Was die Sache aber erschweren könnte: Die Preise für Büroobjekte werden wohl noch weiter steigen, sagt Fichtinger. Schnäppchen – also im Dornröschenschlaf schlummernde, auf ein Refurbishment wartende Objekte – gebe es am Markt mittlerweile keine mehr. Eine Konsequenz aus dem Trend sei übrigens, dass kleinere Büros in manchen Lagen mittlerweile Mangelware geworden sind.

Nachhaltig planen

Werden also irgendwann einmal manche nicht mehr benötigte Wohnhäuser in Bürogebäude zurückverwandelt? In einer rasch wachsenden Stadt wie Wien wohl kaum. Im Sinne der Nachhaltigkeit sei es aber von Vorteil, bei der Planung eines Gebäudes andere künftige Nutzungen mitzubedenken, meint Hayde: “Dazu braucht man aber ein gewisses Bekenntnis der Projektentwickler.”

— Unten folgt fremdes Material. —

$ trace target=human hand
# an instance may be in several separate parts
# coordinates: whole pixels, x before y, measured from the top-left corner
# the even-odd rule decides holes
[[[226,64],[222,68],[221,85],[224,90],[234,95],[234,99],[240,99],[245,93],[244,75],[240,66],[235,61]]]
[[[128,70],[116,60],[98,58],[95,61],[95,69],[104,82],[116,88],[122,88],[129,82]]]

Im Alltag scheitere das oft an der Wirtschaftlichkeit: “In erster Linie geht es darum, wie viele Quadratmeter verwertbare Nutzfläche man erzielt”, sagt Hayde. “Wenn man ein ganzes Geschoß durch eine solche Planung verlieren würde, wird man sich wohl am Ende dagegen entscheiden.”